Thursday, May 01, 2008 Seares: Band-Aid, ‘Saksak’ By Pachico A. Seares News Sense
JOHNSON & Johnson must have piled a lot of money since it registered the name Band-Aid in 1924. Surely, the firm contributed to the English language a word that's as generic and as familiar as colgate, xerox or gillete.
Yet people tend to belittle Band-Aid, a small prepared bandage of gauze and adhesive tape for minor wounds. It has come to mean "a temporary, superficial remedy for a serious or complex problem."
The word has surfaced with government plan, amid the food crisis, to spend P5 billion for the country's poorest of the poor.

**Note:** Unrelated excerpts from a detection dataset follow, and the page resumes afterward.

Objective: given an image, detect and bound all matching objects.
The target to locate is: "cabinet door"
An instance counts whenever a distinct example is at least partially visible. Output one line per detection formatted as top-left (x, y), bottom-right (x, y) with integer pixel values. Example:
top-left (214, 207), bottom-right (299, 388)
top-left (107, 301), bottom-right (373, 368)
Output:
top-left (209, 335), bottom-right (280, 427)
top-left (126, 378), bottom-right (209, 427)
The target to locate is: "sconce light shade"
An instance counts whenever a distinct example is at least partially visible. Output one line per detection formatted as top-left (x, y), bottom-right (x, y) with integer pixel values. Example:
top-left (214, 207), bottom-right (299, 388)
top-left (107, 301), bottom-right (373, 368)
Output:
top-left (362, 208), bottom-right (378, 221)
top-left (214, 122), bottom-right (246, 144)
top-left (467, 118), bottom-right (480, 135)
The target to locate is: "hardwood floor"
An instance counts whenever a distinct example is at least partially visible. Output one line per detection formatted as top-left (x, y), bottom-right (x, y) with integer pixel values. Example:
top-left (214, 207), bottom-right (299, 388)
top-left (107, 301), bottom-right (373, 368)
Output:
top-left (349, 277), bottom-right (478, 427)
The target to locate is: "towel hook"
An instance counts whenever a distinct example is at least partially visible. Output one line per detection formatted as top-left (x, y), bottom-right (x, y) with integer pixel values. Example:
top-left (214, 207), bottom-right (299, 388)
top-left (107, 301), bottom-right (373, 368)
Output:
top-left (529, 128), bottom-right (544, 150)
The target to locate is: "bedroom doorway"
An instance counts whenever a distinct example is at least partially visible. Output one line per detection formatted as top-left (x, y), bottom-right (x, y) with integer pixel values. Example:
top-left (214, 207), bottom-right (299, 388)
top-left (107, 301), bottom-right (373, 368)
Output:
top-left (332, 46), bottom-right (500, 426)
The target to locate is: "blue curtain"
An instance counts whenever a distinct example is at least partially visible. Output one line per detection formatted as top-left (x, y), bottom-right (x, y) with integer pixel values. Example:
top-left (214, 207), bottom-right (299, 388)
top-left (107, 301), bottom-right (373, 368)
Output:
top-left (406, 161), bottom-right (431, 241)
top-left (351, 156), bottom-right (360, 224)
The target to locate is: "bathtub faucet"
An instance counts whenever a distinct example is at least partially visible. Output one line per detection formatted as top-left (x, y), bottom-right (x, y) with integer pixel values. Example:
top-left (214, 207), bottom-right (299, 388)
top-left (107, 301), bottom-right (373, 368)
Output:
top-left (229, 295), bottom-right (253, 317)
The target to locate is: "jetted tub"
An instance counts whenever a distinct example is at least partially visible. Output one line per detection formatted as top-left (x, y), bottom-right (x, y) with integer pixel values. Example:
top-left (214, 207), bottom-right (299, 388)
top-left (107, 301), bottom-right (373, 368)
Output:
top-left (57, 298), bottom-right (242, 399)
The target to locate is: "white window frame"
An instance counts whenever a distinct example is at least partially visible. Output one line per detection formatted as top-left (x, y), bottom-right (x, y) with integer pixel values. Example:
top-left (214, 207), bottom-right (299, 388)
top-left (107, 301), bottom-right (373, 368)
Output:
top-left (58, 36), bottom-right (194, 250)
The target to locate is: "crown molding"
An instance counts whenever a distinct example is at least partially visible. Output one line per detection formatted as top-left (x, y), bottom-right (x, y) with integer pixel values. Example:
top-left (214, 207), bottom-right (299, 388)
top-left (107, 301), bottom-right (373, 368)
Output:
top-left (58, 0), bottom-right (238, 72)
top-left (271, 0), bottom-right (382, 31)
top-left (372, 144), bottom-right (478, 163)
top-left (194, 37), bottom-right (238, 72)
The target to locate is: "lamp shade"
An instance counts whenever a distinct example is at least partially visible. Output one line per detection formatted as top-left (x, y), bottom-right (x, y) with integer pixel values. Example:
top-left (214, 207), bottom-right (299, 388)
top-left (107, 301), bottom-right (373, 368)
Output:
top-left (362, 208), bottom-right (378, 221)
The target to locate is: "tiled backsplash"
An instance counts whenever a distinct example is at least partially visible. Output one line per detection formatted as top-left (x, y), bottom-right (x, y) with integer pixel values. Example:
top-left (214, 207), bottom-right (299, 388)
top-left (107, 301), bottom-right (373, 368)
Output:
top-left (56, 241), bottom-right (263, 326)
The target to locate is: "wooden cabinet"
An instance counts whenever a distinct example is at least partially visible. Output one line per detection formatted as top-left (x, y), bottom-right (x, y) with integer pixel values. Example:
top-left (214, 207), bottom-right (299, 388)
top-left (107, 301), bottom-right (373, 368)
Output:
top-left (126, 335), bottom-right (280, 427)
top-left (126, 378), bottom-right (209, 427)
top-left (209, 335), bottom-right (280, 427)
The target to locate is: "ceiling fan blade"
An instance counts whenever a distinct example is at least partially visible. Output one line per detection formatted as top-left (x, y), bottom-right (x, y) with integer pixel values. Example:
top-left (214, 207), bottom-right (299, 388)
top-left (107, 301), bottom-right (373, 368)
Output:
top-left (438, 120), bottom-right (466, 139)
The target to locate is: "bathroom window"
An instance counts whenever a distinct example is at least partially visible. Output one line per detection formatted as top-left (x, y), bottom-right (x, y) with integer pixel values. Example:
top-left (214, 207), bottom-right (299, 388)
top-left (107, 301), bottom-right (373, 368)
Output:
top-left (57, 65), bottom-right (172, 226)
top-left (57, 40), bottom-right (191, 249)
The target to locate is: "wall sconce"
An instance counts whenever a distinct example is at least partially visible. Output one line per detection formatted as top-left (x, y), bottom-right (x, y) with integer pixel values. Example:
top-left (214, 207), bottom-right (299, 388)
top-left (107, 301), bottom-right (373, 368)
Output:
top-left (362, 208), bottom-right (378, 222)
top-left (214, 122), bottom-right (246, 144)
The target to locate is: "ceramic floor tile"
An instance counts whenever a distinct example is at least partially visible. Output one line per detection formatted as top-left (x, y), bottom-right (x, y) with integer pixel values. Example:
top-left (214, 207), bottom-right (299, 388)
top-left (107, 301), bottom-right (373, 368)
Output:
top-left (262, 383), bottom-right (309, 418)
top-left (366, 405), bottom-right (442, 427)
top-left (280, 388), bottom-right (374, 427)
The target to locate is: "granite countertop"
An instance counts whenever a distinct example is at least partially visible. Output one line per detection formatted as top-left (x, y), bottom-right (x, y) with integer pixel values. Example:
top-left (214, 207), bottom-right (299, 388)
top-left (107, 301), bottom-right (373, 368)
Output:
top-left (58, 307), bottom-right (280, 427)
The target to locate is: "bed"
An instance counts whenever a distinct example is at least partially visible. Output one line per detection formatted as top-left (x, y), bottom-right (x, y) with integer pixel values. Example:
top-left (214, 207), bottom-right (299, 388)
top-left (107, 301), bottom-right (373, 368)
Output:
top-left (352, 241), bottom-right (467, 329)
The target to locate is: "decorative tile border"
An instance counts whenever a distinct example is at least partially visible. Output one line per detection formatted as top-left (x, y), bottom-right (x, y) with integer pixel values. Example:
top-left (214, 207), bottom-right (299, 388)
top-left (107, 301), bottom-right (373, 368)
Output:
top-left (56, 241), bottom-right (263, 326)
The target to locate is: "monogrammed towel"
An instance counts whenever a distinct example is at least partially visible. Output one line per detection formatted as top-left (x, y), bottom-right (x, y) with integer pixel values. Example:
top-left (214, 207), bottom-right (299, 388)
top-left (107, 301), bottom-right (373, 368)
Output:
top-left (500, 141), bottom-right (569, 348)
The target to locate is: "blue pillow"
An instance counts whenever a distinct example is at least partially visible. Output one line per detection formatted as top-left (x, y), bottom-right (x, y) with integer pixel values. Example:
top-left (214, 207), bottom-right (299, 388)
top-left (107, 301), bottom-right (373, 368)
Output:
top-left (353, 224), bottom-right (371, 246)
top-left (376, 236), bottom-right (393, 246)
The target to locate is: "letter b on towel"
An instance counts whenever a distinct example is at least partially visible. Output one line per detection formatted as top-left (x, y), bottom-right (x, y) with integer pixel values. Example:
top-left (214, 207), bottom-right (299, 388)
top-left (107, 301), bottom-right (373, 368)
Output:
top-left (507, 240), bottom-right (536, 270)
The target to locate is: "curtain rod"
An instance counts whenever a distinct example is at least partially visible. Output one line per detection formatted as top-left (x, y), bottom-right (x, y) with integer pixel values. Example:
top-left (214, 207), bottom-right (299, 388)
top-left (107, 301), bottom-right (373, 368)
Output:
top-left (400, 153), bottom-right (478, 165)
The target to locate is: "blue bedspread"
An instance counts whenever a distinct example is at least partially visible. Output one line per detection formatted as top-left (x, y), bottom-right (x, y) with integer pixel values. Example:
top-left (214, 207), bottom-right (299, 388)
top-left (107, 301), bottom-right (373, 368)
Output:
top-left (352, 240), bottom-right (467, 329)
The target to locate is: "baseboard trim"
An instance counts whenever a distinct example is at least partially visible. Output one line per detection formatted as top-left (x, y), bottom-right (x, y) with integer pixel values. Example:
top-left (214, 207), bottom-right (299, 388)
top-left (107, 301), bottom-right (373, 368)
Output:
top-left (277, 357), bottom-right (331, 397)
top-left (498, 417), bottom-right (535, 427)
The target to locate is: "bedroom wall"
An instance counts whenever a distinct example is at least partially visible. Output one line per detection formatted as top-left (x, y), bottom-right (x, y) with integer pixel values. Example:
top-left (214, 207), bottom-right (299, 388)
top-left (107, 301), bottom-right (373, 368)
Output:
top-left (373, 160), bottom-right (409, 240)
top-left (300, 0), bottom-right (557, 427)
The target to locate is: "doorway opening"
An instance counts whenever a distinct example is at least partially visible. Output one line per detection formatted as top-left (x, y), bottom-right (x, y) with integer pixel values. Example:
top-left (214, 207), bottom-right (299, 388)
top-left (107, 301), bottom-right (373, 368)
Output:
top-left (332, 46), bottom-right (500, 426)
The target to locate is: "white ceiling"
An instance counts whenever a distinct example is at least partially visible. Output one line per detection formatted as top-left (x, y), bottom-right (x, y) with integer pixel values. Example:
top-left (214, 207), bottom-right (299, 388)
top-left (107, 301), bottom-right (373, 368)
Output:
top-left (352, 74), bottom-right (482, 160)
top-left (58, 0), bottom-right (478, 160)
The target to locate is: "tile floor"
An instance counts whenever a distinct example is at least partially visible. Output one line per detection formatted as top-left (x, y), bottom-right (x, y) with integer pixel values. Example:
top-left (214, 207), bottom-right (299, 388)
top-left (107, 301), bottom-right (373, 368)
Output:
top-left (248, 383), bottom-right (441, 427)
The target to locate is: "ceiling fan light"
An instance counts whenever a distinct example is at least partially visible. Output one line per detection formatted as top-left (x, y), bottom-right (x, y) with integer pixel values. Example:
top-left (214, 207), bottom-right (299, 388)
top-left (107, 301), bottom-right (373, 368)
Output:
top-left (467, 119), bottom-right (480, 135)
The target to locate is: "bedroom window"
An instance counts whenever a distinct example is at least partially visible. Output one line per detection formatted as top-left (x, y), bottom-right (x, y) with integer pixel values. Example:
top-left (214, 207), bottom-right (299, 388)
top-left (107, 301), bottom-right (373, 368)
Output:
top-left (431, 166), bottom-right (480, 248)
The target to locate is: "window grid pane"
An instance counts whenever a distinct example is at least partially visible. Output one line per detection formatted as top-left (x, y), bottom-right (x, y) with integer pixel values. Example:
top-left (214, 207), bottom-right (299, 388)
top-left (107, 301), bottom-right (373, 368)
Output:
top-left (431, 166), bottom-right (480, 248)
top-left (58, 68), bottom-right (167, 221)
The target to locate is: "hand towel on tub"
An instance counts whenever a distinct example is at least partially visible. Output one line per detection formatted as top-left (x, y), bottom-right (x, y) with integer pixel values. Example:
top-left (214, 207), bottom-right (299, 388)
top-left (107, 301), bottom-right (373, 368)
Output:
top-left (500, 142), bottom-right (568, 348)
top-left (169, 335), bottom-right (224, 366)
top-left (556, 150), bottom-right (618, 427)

While P5 billion is staggering even under "immoderate greed" standards, cashout to 300,000 families in 20 poorest provinces will affect only 7 per cent of 4.7 million households in the country. Factor in the graft and waste, you know how tiny the help can be.
Throwing money
In that sense, the remedy is temporary and superficial---Band-Aid. Food crisis, now felt globally, requires a lot more than throwing money at the problem.
Agriculture and other experts can work on how to make this country self-reliant on food. But aside from making the poor more dependent on doleouts, cash windfall may help.
Of course, bigger and bolder moves are needed but to twiddle thumbs until those are taken is disastrous to a government sitting on the rim of a restive social volcano.
Saksak, or "Sinanduloy sa Kabusog, Sinanduloy sa Kahimsog," holds some promise if there's more to it than the catchy acronym and Gloria's product endorsement.
Band-Aid or Saksak, what counts is the relief it brings now along with, one hopes, other measures more effective and less transient.